Ein Auto in Afrika kaufen geht ist aber nicht unproblematisch und auch teuerer, als hier eine Kiste zu kaufen, umzubauen und zu verschiffen. Für diesen Trip brauchst du auf jedenfall einen Jeep.
Sorry, aber das mit dem Jeep glaube ich jetzt einfach mal nicht. Ein anderer 4WD oder evtl. sogar ein "normales Auto" tun es bestimmt auch. Man muss ja nicht übertreiben und uns gehts nicht um Luxus. Ich habe mich durch ein paar Seiten gelesen, wo es um Autoum/-ausbau in Deutschland + Verschiffung etc ging. Und da waren die Leute soweit ich das rauslesen konnte OHNE Autokauf schon bei fast 10.000€ teilweise. Wurden dann halt oft richtig luxuriöse Umbauten. Da man einen gebrauchten 4WD in Afrika laut meinen Recherchen für weniger als 10.000€ bekommen müsste, ist die Variante also aus meiner Sicht auf jeden Fall billiger...
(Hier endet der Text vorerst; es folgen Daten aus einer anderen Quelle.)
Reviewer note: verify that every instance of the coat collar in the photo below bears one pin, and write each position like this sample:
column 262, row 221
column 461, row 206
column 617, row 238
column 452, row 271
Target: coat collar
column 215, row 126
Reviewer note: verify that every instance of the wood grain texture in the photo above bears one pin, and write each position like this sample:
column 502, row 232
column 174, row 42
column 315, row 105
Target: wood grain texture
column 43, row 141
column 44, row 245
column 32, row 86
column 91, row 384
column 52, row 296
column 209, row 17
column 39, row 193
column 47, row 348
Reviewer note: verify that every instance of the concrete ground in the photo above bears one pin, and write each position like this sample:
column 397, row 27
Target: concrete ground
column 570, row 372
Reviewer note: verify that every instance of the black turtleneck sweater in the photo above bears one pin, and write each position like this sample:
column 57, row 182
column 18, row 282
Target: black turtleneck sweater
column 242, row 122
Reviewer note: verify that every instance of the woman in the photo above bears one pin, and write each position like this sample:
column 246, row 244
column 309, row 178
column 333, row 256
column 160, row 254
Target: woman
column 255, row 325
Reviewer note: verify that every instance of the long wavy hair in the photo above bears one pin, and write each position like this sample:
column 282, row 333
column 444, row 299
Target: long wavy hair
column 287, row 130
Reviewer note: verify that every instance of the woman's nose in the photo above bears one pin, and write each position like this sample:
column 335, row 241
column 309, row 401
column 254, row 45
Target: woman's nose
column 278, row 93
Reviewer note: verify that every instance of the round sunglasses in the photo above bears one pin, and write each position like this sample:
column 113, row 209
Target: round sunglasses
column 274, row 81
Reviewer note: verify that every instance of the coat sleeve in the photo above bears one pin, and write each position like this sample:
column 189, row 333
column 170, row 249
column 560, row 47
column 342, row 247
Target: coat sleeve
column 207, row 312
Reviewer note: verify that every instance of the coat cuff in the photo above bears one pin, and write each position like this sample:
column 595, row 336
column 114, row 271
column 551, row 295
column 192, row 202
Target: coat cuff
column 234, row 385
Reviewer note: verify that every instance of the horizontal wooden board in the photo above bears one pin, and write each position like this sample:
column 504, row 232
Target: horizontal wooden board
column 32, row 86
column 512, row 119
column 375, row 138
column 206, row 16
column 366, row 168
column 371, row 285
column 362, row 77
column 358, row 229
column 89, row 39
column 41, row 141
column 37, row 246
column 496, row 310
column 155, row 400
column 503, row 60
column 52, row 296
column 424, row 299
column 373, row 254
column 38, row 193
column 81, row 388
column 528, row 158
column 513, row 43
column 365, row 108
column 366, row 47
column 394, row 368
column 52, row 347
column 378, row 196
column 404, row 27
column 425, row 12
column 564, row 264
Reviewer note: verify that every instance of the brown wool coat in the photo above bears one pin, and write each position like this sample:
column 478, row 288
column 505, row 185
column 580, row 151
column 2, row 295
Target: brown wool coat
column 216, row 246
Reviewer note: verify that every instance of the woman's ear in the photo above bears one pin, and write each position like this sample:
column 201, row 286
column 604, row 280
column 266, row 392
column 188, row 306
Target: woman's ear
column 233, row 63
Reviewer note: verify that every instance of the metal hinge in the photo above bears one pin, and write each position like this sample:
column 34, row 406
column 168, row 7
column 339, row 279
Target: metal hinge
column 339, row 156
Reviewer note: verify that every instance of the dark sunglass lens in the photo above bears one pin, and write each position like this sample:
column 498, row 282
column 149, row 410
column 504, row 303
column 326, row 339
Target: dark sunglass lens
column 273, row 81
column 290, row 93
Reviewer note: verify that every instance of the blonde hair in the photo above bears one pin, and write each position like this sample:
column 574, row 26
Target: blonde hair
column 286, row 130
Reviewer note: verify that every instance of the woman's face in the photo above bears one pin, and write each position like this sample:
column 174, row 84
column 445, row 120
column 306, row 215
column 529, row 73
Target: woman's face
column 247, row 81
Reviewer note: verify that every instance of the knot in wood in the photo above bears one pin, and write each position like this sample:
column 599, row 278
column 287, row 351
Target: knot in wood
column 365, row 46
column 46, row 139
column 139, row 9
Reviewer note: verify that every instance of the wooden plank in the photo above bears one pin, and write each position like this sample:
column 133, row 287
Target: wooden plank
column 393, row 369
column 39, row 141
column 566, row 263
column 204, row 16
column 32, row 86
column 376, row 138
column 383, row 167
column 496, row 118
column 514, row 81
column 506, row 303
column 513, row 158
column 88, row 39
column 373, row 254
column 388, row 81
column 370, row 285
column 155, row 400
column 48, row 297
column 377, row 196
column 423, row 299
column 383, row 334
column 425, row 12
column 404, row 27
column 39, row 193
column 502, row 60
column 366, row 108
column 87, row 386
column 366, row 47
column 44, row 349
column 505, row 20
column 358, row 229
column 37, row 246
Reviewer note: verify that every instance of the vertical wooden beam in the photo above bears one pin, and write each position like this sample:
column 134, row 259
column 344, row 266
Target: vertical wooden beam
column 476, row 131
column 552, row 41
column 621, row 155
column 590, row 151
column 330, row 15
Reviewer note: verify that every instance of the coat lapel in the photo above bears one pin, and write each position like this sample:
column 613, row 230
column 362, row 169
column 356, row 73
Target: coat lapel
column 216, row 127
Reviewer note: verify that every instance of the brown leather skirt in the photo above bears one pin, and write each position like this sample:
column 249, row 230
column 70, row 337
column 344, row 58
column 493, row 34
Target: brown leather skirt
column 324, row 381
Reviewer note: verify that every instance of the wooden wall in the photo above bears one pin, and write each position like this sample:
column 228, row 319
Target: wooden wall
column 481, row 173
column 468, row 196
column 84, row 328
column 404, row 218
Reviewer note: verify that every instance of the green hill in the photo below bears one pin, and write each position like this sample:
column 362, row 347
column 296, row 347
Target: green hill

Waschen wird überbewertet, mal schnell in jeden See springen würde ich abraten! Notfalls die Haare kurz schneiden, wenn man es nicht erträgt. Wasser gibt es in diesen gebieten, mal Namibia Wüste abgesehen reichlich. Kleine Handpumpe vielleicht testen.
Du bist bestimmt ein Mann, oder!?  ;D Meine Haare kommen sicher nicht ab und es geht hier nicht ums Überbewerten, sondern darum, dass mein Kopf nach spätestens 3 Tagen wirklich so juckt, dass es nicht mehr ohne Waschen geht.
Wie meinst du das mit dem See? Zwecks wilder Tiere oder weil das Wasser von der Sauberkeit bedenklich ist? Wahrscheinlich Tiere, gut daran denkt man ja in Afrika ;)
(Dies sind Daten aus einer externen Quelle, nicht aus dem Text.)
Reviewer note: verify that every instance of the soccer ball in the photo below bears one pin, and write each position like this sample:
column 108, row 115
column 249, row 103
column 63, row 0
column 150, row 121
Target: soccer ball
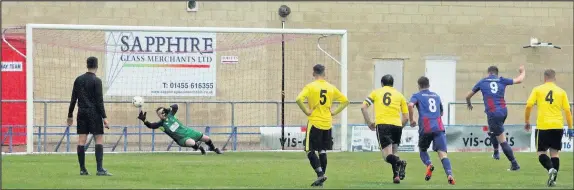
column 137, row 101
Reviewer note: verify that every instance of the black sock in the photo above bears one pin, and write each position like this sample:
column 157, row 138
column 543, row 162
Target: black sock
column 209, row 143
column 315, row 163
column 82, row 157
column 545, row 161
column 99, row 156
column 556, row 163
column 392, row 159
column 323, row 159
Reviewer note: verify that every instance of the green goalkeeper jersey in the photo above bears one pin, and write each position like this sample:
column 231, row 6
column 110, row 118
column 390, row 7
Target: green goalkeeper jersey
column 175, row 129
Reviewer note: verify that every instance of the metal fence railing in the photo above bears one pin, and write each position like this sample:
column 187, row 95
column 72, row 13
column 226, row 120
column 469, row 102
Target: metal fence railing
column 45, row 131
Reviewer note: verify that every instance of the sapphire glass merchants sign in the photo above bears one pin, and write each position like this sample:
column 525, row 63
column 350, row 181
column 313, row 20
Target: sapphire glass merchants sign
column 160, row 64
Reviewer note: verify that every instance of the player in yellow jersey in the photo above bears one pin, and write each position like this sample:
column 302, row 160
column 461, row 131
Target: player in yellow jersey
column 390, row 105
column 320, row 95
column 550, row 100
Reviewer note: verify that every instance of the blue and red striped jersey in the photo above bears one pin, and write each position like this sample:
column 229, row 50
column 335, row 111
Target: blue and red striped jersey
column 493, row 88
column 429, row 106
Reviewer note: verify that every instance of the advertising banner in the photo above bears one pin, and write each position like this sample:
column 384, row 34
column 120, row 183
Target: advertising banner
column 566, row 141
column 476, row 139
column 271, row 138
column 365, row 140
column 13, row 88
column 160, row 64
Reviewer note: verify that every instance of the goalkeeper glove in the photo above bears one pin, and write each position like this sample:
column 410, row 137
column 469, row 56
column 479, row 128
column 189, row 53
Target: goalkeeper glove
column 142, row 116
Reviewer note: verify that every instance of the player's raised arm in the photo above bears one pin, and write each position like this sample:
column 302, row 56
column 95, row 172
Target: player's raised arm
column 174, row 109
column 100, row 98
column 412, row 104
column 300, row 101
column 529, row 104
column 474, row 90
column 567, row 112
column 521, row 76
column 405, row 111
column 142, row 117
column 73, row 102
column 368, row 102
column 343, row 102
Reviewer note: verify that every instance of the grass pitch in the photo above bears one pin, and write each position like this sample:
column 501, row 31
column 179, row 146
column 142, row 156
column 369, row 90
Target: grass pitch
column 273, row 170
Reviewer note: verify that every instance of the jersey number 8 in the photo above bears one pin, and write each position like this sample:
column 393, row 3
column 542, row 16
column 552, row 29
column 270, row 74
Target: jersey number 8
column 432, row 105
column 493, row 87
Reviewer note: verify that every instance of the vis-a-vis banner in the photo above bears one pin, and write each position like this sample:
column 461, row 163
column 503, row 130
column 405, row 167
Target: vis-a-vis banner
column 365, row 140
column 566, row 141
column 160, row 64
column 476, row 139
column 271, row 138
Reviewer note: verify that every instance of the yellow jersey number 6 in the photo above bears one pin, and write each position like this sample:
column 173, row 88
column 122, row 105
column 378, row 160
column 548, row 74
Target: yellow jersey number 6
column 387, row 99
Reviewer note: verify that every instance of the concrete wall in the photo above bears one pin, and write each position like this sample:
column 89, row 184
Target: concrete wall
column 479, row 33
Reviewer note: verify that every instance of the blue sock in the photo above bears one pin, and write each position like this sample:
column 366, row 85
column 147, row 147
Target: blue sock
column 446, row 166
column 425, row 157
column 494, row 141
column 507, row 151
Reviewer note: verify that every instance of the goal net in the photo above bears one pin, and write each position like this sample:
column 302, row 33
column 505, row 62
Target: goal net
column 227, row 82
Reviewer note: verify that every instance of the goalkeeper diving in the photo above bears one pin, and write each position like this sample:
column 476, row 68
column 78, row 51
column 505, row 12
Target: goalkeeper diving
column 184, row 136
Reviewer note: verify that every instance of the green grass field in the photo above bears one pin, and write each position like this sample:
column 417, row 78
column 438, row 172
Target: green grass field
column 272, row 170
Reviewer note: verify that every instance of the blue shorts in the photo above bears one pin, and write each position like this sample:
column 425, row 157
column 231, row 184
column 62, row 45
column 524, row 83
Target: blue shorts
column 496, row 124
column 437, row 138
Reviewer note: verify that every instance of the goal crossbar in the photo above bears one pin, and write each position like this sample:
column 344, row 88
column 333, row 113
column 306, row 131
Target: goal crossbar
column 30, row 59
column 186, row 29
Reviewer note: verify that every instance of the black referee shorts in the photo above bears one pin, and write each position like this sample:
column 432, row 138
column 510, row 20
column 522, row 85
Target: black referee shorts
column 318, row 139
column 388, row 134
column 550, row 138
column 89, row 121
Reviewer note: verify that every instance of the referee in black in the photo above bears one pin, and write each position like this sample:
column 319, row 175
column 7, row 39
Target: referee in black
column 91, row 117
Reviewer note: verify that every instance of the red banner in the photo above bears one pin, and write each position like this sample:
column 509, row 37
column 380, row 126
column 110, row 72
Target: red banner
column 13, row 88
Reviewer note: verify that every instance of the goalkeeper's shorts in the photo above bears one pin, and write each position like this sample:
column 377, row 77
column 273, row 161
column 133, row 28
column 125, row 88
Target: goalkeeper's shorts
column 190, row 134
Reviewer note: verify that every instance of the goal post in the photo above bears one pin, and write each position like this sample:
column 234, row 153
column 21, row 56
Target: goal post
column 31, row 31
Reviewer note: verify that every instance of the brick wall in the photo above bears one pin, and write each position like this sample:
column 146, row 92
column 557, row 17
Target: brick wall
column 479, row 33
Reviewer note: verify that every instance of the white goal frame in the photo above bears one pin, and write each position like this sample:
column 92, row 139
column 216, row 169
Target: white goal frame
column 30, row 59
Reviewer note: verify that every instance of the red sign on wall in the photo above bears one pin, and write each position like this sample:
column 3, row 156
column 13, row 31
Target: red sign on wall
column 13, row 81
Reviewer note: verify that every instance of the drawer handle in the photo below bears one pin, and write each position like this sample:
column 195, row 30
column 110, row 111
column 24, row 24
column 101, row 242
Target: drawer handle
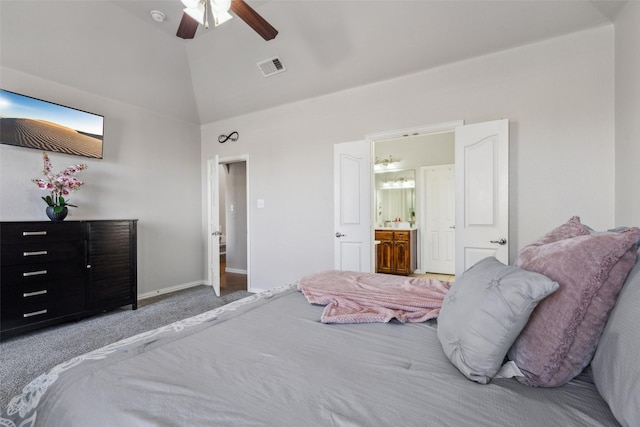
column 35, row 313
column 34, row 233
column 34, row 253
column 34, row 273
column 33, row 294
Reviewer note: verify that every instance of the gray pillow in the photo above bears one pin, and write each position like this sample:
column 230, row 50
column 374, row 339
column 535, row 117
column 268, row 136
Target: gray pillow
column 483, row 313
column 616, row 363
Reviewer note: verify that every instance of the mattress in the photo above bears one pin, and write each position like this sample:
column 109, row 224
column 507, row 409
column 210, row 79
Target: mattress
column 267, row 360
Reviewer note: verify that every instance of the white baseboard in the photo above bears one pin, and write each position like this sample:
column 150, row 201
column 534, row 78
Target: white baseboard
column 171, row 289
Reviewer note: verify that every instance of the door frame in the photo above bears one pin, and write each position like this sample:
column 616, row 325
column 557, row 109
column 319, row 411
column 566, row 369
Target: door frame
column 214, row 180
column 397, row 134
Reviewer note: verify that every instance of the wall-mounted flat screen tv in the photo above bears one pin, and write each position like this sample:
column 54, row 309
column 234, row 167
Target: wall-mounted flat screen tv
column 34, row 123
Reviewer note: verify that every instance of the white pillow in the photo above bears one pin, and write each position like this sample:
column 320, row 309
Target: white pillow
column 484, row 312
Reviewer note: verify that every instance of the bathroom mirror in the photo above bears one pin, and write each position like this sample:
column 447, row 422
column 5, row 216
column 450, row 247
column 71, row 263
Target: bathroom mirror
column 395, row 197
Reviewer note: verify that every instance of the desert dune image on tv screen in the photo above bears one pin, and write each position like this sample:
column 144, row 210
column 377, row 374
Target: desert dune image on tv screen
column 32, row 123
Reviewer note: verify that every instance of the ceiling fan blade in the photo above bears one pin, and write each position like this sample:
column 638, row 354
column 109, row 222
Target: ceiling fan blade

Die von mir genannten sind aktive Kühlboxen die via 12v Spannung betrieben werden, auch als Tiefkühler betrieben werden können. Um wie bei mir, eine Box als Kühlschrank und eine Box als Tiefkühler zu betreiben, sind aber schon einige Investitionen in Bordbatterie & Batterie Management notwendig ;)
Na dann eben nicht ;) Haha, das klingt dann doch komplizierter, als wir uns wahrscheinlich antun wollen. Vielleicht kommen wir ja noch auf eine andere Lösung, wie man zumindest für 2-3 Tage Lebensmittel gut kühl halten kann. Ideen immer gerne :)

Angesichts deines Budgets würde ich mich aber auf das wesentliche konzentrieren, nicht auf die Komfortzone. Da wären diese Duschsäcke schon ein guter Einstieg.
Stimmt :) Ich brauch eigentlich auch echt nicht viel, nur mit meinen Haaren bin ich eben etwas kompliziert.
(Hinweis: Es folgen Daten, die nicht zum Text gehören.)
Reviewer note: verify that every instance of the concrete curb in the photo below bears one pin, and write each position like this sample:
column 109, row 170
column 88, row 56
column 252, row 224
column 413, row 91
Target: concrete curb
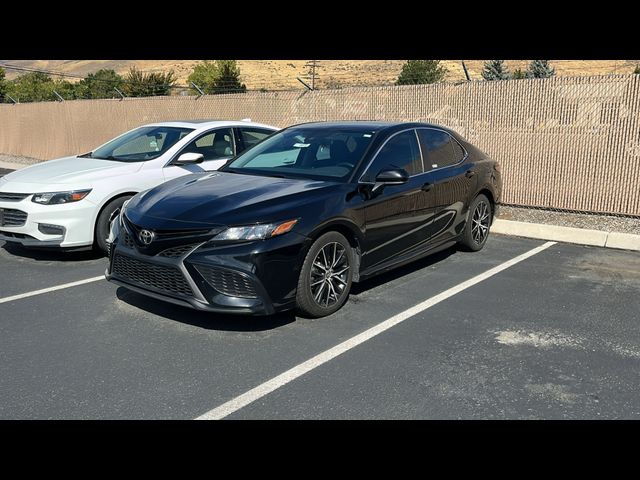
column 598, row 238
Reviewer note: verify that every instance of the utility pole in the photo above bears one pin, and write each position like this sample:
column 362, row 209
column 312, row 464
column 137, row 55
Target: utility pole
column 312, row 72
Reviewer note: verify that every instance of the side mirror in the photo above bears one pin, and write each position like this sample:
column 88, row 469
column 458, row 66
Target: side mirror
column 396, row 176
column 189, row 158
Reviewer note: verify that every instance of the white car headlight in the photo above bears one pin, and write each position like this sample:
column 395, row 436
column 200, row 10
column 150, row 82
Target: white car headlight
column 56, row 198
column 255, row 232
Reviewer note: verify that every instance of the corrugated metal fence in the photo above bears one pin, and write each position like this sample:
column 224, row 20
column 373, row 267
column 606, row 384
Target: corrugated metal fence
column 564, row 143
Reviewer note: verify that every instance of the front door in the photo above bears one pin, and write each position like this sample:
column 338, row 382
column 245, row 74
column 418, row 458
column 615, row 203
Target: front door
column 392, row 226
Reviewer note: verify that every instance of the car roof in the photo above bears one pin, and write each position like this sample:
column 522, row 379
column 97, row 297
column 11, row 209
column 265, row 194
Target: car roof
column 368, row 125
column 202, row 124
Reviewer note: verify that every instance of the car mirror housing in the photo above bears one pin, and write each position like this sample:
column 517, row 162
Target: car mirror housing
column 189, row 158
column 395, row 176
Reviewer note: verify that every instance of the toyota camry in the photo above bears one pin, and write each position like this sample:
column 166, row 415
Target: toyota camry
column 295, row 220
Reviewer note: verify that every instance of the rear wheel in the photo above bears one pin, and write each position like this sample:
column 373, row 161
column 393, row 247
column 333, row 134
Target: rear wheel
column 103, row 224
column 476, row 231
column 326, row 275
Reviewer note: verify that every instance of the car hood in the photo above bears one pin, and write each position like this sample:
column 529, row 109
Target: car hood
column 72, row 172
column 223, row 198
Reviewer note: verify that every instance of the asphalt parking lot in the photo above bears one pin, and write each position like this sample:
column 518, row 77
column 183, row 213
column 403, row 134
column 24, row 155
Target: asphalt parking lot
column 556, row 335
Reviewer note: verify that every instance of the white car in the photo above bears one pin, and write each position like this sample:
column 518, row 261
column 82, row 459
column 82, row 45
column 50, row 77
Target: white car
column 69, row 202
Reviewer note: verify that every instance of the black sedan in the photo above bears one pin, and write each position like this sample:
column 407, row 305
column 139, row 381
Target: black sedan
column 293, row 221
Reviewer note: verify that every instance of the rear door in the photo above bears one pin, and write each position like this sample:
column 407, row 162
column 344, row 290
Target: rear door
column 391, row 224
column 449, row 182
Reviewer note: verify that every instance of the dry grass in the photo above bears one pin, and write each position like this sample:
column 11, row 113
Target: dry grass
column 280, row 74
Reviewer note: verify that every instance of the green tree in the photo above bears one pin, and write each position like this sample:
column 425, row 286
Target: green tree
column 495, row 70
column 228, row 79
column 421, row 71
column 32, row 87
column 518, row 74
column 204, row 75
column 140, row 84
column 100, row 84
column 540, row 69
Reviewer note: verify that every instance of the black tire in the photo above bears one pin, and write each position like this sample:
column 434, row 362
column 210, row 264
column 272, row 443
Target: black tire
column 479, row 218
column 307, row 293
column 103, row 223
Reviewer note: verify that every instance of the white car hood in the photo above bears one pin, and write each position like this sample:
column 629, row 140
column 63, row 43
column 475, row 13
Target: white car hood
column 64, row 173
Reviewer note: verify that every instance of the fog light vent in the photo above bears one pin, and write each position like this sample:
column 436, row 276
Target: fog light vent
column 50, row 229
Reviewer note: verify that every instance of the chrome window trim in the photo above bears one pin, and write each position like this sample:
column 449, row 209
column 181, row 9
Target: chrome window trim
column 198, row 137
column 375, row 155
column 465, row 156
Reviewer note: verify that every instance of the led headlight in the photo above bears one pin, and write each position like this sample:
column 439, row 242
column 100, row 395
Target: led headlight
column 255, row 232
column 56, row 198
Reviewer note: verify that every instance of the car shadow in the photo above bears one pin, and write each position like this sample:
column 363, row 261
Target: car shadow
column 207, row 320
column 396, row 273
column 51, row 255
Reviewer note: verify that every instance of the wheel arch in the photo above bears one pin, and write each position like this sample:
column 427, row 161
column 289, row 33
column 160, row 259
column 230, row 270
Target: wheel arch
column 104, row 205
column 351, row 232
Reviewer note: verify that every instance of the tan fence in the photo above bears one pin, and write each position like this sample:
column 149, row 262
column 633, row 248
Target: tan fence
column 565, row 143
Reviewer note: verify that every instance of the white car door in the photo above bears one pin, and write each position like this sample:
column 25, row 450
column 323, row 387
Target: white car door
column 217, row 146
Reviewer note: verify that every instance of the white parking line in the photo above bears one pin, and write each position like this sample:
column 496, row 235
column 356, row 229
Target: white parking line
column 269, row 386
column 50, row 289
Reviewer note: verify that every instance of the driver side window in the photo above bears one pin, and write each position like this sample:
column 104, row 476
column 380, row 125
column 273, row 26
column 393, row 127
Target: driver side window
column 213, row 145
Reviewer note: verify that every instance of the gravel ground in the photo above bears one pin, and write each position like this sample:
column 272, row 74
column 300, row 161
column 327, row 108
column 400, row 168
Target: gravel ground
column 19, row 159
column 607, row 223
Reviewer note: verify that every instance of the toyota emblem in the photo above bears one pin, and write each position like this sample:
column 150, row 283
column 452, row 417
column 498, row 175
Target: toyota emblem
column 146, row 237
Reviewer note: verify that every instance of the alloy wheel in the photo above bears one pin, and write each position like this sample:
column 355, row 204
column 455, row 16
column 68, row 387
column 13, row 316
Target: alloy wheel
column 480, row 223
column 329, row 274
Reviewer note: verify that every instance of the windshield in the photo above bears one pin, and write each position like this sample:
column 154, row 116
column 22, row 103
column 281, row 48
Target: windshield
column 316, row 153
column 141, row 144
@ Surfy - danke für den Hinweis zu den anderen Reisenden mit Bodenzelt. Ich bin mir trotzdem nicht sicher, ob ein Dachzelt nicht den extra Komfort wert wäre. Aber das wird dann wohl wirklich einfach eine Preisentscheidung. Denkst du, dass man in Namibia oder Südafrika auch Dachzelte kaufen kann?

Zitat
Die frage ist in Deinem fall aber auch, inwiefern Ausgaben wirklich Ausgaben sind. Wenn ihr ein Auto mit kauft und Ausrüstet, ist das ganze am Ende ja nicht entwertet - sondern kann wieder weiter verkauft werden.
Ja und nein. Es muss halt auch erst wieder verkauft werden ;) Und irgendwie ist mir das ein bisschen zu unsicher, als dass ich mit der vollen "Rückerstattung" der Kosten rechnen will. Lieber rechne ich es als Ausgaben ein und wenn wir es dann für ein bisschen Geld wieder verkaufen können - umso besser :)

Zitat
Mit Kauf / Verkauf eines Fahrzeuges in SA & Papierkram habe ich leider keine Erfahrung. Damit würdest Du jedenfalls mindestens 2500 USD pro Verschiffungs-Weg sparen. Daher ist der Weg von Kauf/Verkauf im südlichen Afrika sicherlich der bessere Weg, man braucht nur auch die Zeit um alles in Ruhe aufzugleisen.
Yay, danke! Das klingt gut und ist eigentlich genau das, was ich hören wollte. Und genau die Idee mit dem CS Host hatte ich übrigens auch schon  :D  Vielleicht gibt es ja wirklich jemand, der hilfsbereit genug ist. Ist auf jeden Fall immer gut, lokale Kontakte zu haben, das hilft meiner Meinung nach immer weiter.
Das mit dem Carnet de Passage klingt wirklich mühsam und teuer. Habe davon schon öfter ein bisschen gelesen, mir aber nie die Mühe gemacht, mich wirklich zu vertiefen, da es mir ein recht komplexes Thema erschien. Du gibst mir da irgendwie grad wieder Recht... Ich bin mir jedenfalls immer sicherer, dass ein Kauf in Afrika die beste Lösung wäre!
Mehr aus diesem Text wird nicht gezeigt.